すべてが懸かる最終決戦では、あらゆる選択肢がテーブルに上がる。ドジャースは試合開始から大胆な一手を打つ可能性もある。

第6戦の後、デーブ・ロバーツ監督は「全員が登板可能」と語り、あくまで未定としながらも、「大谷翔平が先発投手の可能性はある」と語った。二刀流のスーパースターは、第4戦で6回1/3を投げて4失点で敗戦投手となり、第7戦は中3日での登板となる。

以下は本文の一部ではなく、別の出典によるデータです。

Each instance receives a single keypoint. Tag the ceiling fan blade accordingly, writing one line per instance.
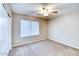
(55, 12)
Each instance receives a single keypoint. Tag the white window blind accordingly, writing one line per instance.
(29, 28)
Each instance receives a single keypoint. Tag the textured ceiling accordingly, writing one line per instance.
(32, 8)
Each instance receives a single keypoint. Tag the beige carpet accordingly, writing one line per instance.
(44, 48)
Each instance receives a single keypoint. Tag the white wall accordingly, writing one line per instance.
(17, 40)
(65, 27)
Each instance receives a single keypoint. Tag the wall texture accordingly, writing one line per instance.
(65, 27)
(17, 40)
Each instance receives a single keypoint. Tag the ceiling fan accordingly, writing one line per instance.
(45, 11)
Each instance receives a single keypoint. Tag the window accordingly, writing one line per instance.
(29, 28)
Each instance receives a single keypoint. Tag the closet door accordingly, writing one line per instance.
(5, 37)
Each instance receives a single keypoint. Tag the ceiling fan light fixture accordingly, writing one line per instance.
(45, 14)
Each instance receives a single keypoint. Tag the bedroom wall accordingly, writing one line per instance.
(65, 27)
(17, 40)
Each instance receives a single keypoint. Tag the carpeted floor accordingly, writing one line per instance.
(44, 48)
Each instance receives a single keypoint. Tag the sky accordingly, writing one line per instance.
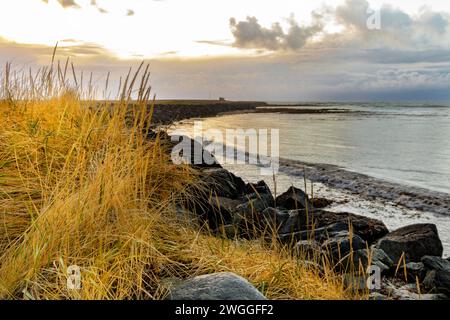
(273, 50)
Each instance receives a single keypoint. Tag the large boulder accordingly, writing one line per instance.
(273, 219)
(189, 151)
(341, 244)
(414, 241)
(298, 220)
(372, 257)
(367, 228)
(220, 211)
(293, 199)
(308, 249)
(249, 216)
(319, 234)
(320, 203)
(260, 187)
(438, 274)
(222, 183)
(216, 286)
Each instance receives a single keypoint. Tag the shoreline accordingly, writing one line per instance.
(169, 112)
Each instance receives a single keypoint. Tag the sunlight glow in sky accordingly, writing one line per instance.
(276, 50)
(165, 27)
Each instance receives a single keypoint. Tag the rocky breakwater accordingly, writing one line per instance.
(409, 259)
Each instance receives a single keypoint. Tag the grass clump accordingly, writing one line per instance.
(80, 185)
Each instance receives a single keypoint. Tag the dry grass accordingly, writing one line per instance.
(80, 187)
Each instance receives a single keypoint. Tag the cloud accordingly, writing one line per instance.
(100, 9)
(72, 4)
(250, 34)
(66, 3)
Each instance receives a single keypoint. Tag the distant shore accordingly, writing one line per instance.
(169, 111)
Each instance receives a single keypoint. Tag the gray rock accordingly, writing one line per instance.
(375, 256)
(409, 292)
(320, 203)
(367, 228)
(377, 296)
(319, 235)
(259, 188)
(196, 154)
(414, 271)
(307, 249)
(223, 183)
(438, 274)
(273, 218)
(299, 220)
(220, 210)
(216, 286)
(248, 214)
(293, 199)
(341, 244)
(415, 241)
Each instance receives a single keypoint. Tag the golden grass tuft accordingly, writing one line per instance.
(80, 186)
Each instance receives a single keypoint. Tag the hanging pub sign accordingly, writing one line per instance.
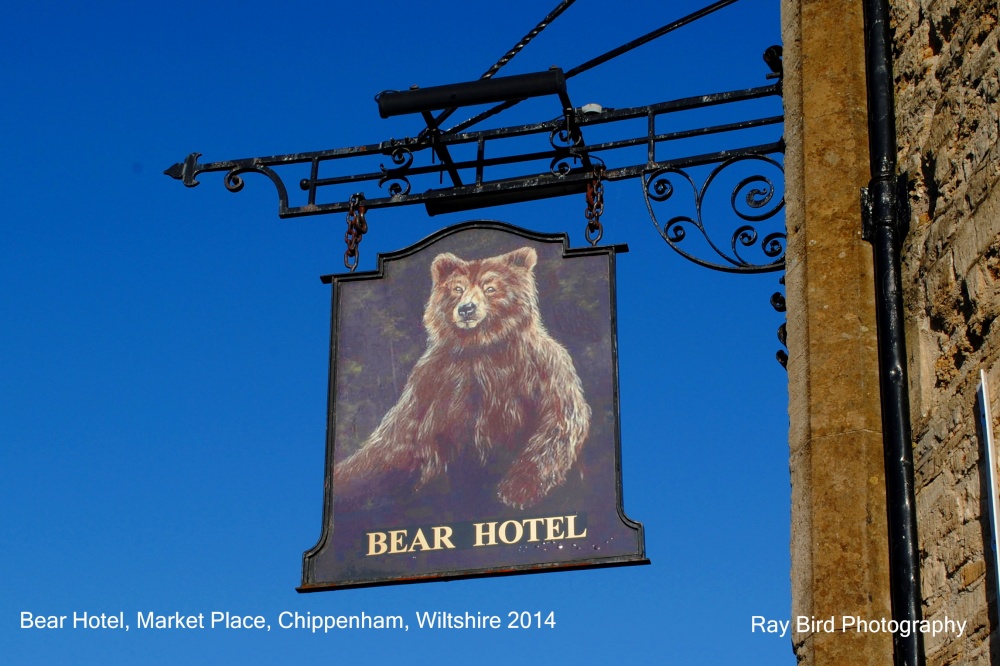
(473, 414)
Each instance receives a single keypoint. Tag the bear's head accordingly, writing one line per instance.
(482, 302)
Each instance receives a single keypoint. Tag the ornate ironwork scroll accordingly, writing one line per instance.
(755, 198)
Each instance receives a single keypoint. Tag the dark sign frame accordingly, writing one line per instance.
(493, 497)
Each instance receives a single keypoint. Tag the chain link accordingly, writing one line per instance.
(595, 206)
(357, 226)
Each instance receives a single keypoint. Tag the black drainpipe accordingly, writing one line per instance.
(885, 213)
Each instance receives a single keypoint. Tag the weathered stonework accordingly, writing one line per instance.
(947, 70)
(948, 122)
(839, 545)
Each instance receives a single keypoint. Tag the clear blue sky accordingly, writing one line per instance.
(163, 350)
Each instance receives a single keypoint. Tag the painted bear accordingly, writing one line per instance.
(492, 385)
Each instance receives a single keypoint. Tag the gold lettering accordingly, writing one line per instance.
(419, 540)
(376, 543)
(518, 531)
(552, 527)
(532, 525)
(397, 545)
(485, 530)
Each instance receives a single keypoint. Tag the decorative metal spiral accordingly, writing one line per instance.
(560, 137)
(754, 199)
(233, 181)
(563, 164)
(399, 184)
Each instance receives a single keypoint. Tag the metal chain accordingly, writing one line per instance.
(357, 226)
(595, 206)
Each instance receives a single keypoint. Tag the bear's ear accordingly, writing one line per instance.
(526, 258)
(444, 265)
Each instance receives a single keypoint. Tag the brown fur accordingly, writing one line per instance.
(491, 382)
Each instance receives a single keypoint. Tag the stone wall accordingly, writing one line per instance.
(948, 120)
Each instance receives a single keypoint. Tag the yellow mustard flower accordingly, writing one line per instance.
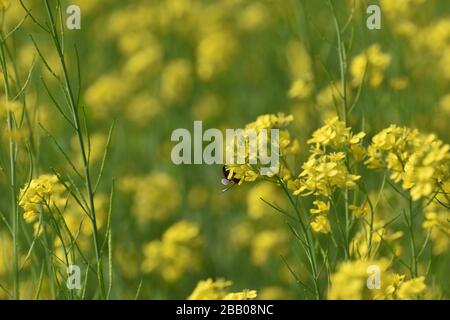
(210, 289)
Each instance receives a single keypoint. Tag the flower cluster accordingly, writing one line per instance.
(349, 282)
(41, 194)
(327, 168)
(176, 253)
(261, 127)
(372, 61)
(218, 290)
(418, 160)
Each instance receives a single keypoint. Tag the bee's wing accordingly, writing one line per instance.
(228, 183)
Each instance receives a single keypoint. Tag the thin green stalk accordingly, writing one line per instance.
(73, 106)
(343, 75)
(412, 241)
(13, 182)
(309, 242)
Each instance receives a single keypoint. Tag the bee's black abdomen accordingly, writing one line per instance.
(226, 172)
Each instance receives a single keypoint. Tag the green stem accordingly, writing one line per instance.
(13, 182)
(343, 74)
(412, 241)
(309, 242)
(88, 184)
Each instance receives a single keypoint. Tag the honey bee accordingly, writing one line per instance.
(228, 182)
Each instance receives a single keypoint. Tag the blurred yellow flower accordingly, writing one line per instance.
(176, 253)
(210, 289)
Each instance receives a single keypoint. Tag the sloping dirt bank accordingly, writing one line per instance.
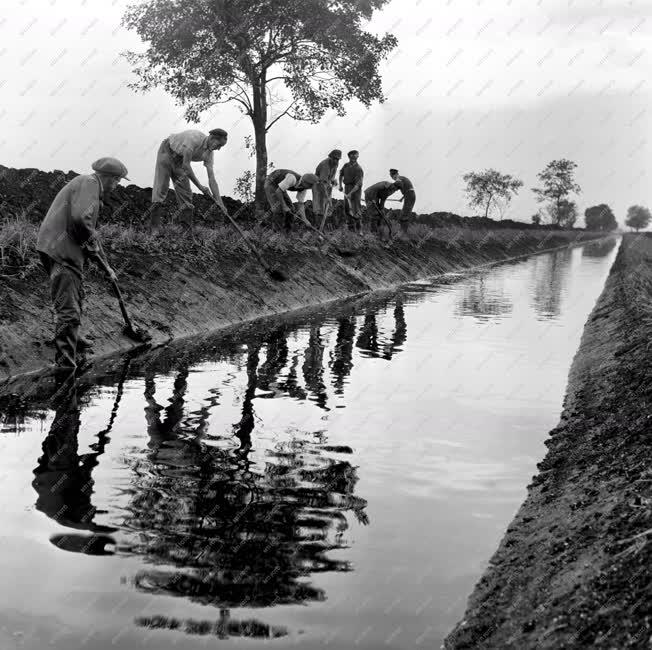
(573, 570)
(176, 290)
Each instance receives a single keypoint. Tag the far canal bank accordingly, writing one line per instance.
(573, 570)
(177, 288)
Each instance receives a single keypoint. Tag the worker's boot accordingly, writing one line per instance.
(186, 219)
(155, 215)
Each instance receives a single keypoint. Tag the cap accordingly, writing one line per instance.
(310, 179)
(108, 165)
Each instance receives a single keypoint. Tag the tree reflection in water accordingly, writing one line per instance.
(211, 524)
(549, 277)
(483, 298)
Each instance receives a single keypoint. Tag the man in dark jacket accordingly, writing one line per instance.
(375, 196)
(66, 239)
(322, 192)
(351, 176)
(409, 196)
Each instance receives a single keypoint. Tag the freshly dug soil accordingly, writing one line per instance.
(573, 570)
(182, 291)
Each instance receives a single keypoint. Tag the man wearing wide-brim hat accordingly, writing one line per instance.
(66, 239)
(174, 163)
(322, 193)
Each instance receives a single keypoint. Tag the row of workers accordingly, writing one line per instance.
(178, 151)
(68, 237)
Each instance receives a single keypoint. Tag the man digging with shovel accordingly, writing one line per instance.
(173, 162)
(277, 186)
(375, 196)
(66, 239)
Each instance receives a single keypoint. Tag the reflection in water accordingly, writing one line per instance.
(399, 336)
(368, 336)
(313, 367)
(223, 628)
(341, 361)
(550, 273)
(224, 491)
(483, 299)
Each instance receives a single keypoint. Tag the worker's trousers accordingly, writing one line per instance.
(67, 293)
(169, 167)
(409, 200)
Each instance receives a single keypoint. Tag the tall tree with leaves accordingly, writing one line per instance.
(490, 186)
(638, 217)
(600, 217)
(274, 58)
(558, 180)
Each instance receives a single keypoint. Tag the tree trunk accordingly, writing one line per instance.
(486, 212)
(259, 119)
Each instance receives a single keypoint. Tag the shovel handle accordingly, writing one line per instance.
(121, 302)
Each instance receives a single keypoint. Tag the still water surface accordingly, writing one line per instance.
(337, 479)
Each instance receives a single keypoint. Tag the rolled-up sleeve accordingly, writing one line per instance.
(289, 181)
(84, 210)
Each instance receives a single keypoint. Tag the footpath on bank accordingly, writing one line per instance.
(175, 289)
(573, 569)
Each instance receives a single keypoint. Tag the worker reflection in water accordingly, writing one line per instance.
(64, 483)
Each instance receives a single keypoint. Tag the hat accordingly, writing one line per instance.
(110, 166)
(308, 179)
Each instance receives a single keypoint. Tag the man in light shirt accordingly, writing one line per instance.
(277, 186)
(68, 238)
(173, 162)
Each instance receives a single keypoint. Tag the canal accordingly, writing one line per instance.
(337, 478)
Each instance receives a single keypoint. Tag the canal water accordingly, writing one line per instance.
(339, 478)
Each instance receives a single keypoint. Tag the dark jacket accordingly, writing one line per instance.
(67, 234)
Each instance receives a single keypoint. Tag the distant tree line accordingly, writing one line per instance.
(492, 189)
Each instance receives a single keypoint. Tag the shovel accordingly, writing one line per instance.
(139, 335)
(275, 274)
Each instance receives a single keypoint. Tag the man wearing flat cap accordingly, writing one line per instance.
(277, 186)
(173, 162)
(322, 192)
(351, 177)
(66, 239)
(409, 196)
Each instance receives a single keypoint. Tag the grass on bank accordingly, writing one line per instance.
(18, 256)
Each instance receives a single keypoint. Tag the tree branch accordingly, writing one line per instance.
(278, 117)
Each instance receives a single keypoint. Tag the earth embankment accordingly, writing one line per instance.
(573, 569)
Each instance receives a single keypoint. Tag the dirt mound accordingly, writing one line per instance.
(28, 193)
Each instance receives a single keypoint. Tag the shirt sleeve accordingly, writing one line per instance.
(359, 177)
(289, 181)
(323, 172)
(84, 210)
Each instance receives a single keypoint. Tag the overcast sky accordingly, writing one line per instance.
(509, 84)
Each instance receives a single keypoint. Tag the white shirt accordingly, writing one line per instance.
(195, 142)
(289, 181)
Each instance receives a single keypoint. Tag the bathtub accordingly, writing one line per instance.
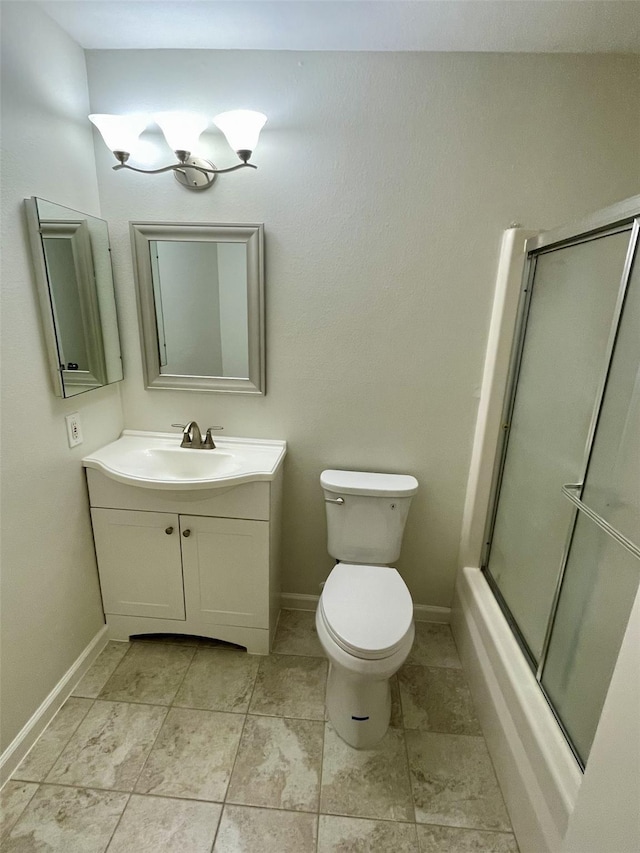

第4戦の後、大谷はシリーズ後半での登板に備える意向を示していた。通常ならリリーフ登板が妥当だが、二刀流選手の場合は、先発と救援ではルールが異なる。大谷が先発として登板した場合は、その後もDHとして試合に残ることができるが、リリーフ登板した場合、登板を終えた時点でチームはDHを解除しなければいけない。

そのため、DHを失うリスクを抱えるリリーフとしての起用よりも、オープナー(先発)として起用する方が理にかなっている。主にイニングを稼ぐ役割はタイラー・グラスナウが担う見込みで、第6戦ではわずか3球でキャリア初のセーブを記録しており、十分な余力を残している。

さらにブレイク・スネルもある程度は登板可能とみられ、投手陣の陣容は整いつつある。第6戦の8、9回で計33球を投げた佐々木朗希(23)も、残り1試合という状況を考えれば、再登板の選択肢に入るだろう。

それよりも不安なのは打線だ。

第6戦では、今ポストシーズンで鉄板となりつつある、山本の好投と最小限の援護点、という組み合わせで勝利した。三回にウィル・スミスとムーキー・ベッツの連打で3点を挙げたが、それ以外のイニングではブルージェイズ投手陣を打ち崩す場面はほとんどなかった。

それでも、この3点で十分だった。WS連覇への望みをつないだ。